# String Matching Demo for DSE203-Fall2020

###### py_stringmatching documentation Link:
    http://anhaidgroup.github.io/py_stringmatching/v0.4.1/Tutorial.html
    
###### jupyter no

In [2]:
import py_stringmatching as sm

## Select a Similarity Measure

The currently implemented similarity measures include:
- sequence-based measures: affine gap, bag distance, editex, Hamming distance, Jaro, Jaro Winkler, Levenshtein, Needleman Wunsch, partial ratio, partial token sort, ratio, Smith Waterman, token sort.
- set-based measures: cosine, Dice, Jaccard, overlap coefficient, Tversky Index.
- bag-based measures: TF/IDF.
- phonetic-based measures: soundex.

## Select a Tokenzier type

a set of different tokenizer types provided by py_stringmatching: 
- alphabetical tokenizer, alphanumeric tokenizer, delimiter-based tokenizer, qgram tokenizer, and whitespace tokenizer (more tokenizer types can easily be added)

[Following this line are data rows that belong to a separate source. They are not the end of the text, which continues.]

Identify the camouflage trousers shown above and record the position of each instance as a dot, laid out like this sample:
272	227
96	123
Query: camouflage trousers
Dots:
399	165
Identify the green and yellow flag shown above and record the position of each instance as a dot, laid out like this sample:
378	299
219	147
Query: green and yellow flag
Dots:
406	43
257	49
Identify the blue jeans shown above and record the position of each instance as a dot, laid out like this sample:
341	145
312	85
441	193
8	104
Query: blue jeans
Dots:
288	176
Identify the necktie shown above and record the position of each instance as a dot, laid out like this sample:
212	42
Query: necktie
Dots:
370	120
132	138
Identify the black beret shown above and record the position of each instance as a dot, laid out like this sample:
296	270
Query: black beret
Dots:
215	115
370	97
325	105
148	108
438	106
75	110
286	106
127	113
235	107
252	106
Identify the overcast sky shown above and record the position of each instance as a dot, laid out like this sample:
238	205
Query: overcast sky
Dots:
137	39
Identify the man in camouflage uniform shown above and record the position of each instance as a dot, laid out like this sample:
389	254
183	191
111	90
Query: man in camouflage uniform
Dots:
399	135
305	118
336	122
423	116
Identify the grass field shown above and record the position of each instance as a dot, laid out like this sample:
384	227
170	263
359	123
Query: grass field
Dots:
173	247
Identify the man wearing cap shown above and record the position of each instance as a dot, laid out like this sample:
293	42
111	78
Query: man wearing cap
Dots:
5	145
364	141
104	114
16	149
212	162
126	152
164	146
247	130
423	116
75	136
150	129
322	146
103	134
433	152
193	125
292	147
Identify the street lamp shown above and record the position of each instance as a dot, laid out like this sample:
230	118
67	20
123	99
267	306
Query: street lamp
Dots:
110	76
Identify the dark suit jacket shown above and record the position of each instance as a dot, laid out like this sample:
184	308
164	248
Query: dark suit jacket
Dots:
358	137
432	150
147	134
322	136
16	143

## Create a Tokenizer Object

In [5]:
test_string = ' .hello, world!! data, science, is    amazing!!. hello.'

In [6]:
# create an alphabetical tokenizer that returns a bag of tokens
alphabet_tok = sm.AlphabeticTokenizer()

In [7]:
alphabet_tok.tokenize(test_string)

['hello', 'world', 'data', 'science', 'is', 'amazing', 'hello']

In [8]:
# create an alphanumeric tokenizer
alnum_tok = sm.AlphanumericTokenizer()

In [9]:
alnum_tok.tokenize(test_string)

['hello', 'world', 'data', 'science', 'is', 'amazing', 'hello']

In [11]:
# create a delimiter tokenizer using comma as a delimiter
delim_tok = sm.DelimiterTokenizer(delim_set=[','])

In [None]:
# create a whitespace tokenizer
ws_tok = sm.WhitespaceTokenizer()

In [12]:
delim_tok.tokenize(test_string)

[' .hello', ' world!! data', ' science', ' is    amazing!!. hello.']

In [19]:
# create a qgram tokenizer using q=3
qg3_tok = sm.QgramTokenizer(qval=3)

In [20]:
qg3_tok.tokenize(test_string)

['## ',
 '# .',
 ' .h',
 '.he',
 'hel',
 'ell',
 'llo',
 'lo,',
 'o, ',
 ', w',
 ' wo',
 'wor',
 'orl',
 'rld',
 'ld!',
 'd!!',
 '!! ',
 '! d',
 ' da',
 'dat',
 'ata',
 'ta,',
 'a, ',
 ', s',
 ' sc',
 'sci',
 'cie',
 'ien',
 'enc',
 'nce',
 'ce,',
 'e, ',
 ', i',
 ' is',
 'is ',
 's  ',
 '   ',
 '   ',
 '  a',
 ' am',
 'ama',
 'maz',
 'azi',
 'zin',
 'ing',
 'ng!',
 'g!!',
 '!!.',
 '!. ',
 '. h',
 ' he',
 'hel',
 'ell',
 'llo',
 'lo.',
 'o.$',
 '.$$']

In [27]:
# create an alphabetical tokenizer that returns a set of tokens
alphabet_tok_set = sm.AlphabeticTokenizer(return_set=True)
ws_tok_set = sm.WhitespaceTokenizer(return_set=True)
qg3_tok_set = sm.QgramTokenizer(qval=3, return_set=True)

In [28]:
alphabet_tok_set.tokenize(test_string)

['hello', 'world', 'data', 'science', 'is', 'amazing']

## Creating a Similarity Measure Object and Using it to Compute a Similarity Score

In [29]:
# create a Jaccard similarity measure object
jac = sm.Jaccard()

In [30]:
# create a Levenshtein similarity measure object
lev = sm.Levenshtein()

In [31]:
x = 'string matching package'
y = 'string matching library'

In [32]:
# compute Jaccard score over sets of tokens of x and y, tokenized using whitespace
jac.get_raw_score(ws_tok_set.tokenize(x), ws_tok_set.tokenize(y))

0.5

In [33]:
# compute Jaccard score over sets of tokens of x and y, tokenized into qgrams (with q=3)
jac.get_raw_score(qg3_tok_set.tokenize(x), qg3_tok_set.tokenize(y))

0.4375

In [34]:
lev.get_raw_score(x, y)

6

In [35]:
# get normalized Levenshtein similarity score between x and y
lev.get_sim_score(x, y)

0.7391304347826086

In [36]:
# get normalized Jaccard similarity score (this is the same as the raw score)
jac.get_sim_score(ws_tok_set.tokenize(x), ws_tok_set.tokenize(y))

0.5